Hello, I have a custom dataLoader class that I created. It has some extensive functionality for which I have to use python multiprocessing pool. Now I wonder, if I will able to apply num_workers
> 0 for such a dataLoader.
Eg.
#Custom dataLoader class
#which uses multiprocessing pool with 8 threads
trainData = dataLoader.dataset(
train=True,
batchSize=32
)
# The dataLoader class itself return a 32 batchsize object
#Now creating torch dataLoader wrapper on in
dl = DataLoader(trainData, batch_size=1, num_workers={some_num>0})

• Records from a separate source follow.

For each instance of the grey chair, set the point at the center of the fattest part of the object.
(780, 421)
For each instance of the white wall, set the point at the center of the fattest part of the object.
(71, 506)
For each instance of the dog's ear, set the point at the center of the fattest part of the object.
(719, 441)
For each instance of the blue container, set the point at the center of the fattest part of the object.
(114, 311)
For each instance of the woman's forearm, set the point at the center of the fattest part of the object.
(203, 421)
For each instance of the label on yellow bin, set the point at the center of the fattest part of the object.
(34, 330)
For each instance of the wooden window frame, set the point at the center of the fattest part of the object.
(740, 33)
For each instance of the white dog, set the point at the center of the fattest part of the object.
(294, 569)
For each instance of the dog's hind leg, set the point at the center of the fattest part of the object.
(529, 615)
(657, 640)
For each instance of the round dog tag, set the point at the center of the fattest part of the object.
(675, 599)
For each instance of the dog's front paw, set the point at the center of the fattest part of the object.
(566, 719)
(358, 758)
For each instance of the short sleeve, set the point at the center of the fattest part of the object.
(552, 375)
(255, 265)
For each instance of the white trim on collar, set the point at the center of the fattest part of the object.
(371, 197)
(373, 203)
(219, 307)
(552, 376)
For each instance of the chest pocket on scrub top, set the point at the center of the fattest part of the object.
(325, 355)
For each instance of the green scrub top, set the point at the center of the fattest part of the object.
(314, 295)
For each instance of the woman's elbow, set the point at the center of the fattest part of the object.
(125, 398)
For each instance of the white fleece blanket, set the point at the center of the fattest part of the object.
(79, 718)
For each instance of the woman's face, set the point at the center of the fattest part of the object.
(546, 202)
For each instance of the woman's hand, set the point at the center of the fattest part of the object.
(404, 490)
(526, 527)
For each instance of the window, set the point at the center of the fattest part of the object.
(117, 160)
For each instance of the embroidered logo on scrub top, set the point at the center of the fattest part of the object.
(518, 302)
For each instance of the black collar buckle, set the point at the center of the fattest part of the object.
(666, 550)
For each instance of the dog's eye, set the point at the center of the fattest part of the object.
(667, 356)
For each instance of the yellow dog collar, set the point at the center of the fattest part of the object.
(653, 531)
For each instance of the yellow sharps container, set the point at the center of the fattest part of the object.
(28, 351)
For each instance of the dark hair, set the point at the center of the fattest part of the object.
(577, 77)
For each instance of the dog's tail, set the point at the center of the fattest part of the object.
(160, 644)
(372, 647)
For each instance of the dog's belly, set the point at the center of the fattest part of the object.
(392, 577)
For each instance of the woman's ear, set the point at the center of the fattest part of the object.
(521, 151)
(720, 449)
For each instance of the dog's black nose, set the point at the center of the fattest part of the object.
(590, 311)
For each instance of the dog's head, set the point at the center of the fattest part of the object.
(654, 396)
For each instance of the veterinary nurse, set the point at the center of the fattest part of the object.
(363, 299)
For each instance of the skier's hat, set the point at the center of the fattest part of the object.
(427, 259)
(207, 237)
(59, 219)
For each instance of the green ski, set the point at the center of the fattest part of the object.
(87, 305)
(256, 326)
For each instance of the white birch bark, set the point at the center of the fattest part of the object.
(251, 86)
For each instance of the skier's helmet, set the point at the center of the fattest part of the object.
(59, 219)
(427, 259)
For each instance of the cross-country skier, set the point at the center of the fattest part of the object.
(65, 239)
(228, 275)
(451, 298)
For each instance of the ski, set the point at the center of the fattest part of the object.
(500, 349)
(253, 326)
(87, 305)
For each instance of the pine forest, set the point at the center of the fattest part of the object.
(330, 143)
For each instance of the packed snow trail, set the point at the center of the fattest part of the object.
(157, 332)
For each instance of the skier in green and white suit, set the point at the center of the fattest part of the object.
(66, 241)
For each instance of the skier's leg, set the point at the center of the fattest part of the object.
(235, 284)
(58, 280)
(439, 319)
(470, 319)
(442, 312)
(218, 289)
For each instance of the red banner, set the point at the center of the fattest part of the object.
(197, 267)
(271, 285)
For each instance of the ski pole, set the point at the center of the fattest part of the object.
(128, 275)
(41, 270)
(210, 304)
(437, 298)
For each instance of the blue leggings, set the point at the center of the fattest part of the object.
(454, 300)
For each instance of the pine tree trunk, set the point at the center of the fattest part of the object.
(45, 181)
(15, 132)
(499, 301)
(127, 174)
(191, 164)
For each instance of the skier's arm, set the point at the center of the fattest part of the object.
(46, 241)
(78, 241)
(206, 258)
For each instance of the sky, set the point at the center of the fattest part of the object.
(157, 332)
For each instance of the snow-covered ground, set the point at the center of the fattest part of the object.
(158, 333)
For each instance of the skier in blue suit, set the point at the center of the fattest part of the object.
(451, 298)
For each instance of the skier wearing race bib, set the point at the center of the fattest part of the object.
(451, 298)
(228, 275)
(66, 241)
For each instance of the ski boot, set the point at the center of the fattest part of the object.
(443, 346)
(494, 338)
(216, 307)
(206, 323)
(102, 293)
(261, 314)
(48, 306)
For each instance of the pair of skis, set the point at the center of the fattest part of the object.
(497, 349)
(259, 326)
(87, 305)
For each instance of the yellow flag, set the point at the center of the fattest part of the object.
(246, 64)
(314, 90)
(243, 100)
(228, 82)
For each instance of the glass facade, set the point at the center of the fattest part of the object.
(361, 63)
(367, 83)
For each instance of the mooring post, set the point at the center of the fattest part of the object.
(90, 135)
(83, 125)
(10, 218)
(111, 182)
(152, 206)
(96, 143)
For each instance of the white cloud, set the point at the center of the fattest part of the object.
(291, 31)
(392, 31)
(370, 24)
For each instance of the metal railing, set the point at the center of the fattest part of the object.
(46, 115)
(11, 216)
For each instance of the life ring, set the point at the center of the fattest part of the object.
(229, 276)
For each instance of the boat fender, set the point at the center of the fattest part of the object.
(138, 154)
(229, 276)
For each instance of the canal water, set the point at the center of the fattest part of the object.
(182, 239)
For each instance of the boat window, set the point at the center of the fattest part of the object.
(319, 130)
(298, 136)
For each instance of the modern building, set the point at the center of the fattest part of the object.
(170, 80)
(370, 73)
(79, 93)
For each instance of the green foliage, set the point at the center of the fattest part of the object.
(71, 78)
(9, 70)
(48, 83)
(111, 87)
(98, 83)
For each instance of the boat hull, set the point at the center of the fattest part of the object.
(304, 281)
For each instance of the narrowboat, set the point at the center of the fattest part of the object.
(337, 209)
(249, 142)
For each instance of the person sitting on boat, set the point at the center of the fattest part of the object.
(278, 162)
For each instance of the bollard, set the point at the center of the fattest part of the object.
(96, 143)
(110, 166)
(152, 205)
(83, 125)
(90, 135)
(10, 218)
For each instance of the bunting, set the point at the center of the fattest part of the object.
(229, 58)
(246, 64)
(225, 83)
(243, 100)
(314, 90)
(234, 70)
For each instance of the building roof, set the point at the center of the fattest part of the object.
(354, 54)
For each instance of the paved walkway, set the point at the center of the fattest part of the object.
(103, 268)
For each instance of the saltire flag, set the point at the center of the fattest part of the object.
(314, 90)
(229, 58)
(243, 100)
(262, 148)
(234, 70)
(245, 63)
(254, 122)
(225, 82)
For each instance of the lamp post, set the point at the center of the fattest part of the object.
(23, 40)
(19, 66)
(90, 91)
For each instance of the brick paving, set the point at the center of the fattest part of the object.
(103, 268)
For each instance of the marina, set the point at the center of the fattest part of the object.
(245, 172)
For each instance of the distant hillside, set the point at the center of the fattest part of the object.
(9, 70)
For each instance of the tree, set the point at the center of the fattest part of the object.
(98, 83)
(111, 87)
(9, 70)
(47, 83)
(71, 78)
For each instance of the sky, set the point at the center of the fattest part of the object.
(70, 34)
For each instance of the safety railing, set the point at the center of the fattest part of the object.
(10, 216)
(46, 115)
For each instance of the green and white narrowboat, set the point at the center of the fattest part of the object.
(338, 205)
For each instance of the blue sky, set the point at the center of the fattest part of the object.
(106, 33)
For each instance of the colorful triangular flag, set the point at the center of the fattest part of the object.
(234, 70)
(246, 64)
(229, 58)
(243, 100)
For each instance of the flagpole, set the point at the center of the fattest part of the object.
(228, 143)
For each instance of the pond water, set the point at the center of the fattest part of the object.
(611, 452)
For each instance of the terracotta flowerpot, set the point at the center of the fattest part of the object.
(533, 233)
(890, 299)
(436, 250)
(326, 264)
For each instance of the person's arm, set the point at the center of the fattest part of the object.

Now my question is, if I put num_workers
to some non zero value, it doesn’t return an error. But when I try to get a sample out of that
sample = next(iter(dl))
it takes forever to return anything, probably it didn’t work at all.
Is this expected?
My main requirement is, I need to use prefetch_factor
in torch DataLoader, which works only when num_workers
is not 0
The reason behind putting batchSize=32
for custom class is that the sample generated from the dataLoader is a list of arrays. The individual arrays are not bound to have exact same dimension across the dataSet. Hence I have to vertically stack the arrays from 32 samples and return as one huge array.
The torch DataLoader wrapper does not support variable length data per sample if we use num_workers
Is it possible to put num_workers
to a such a custom dataLoader class?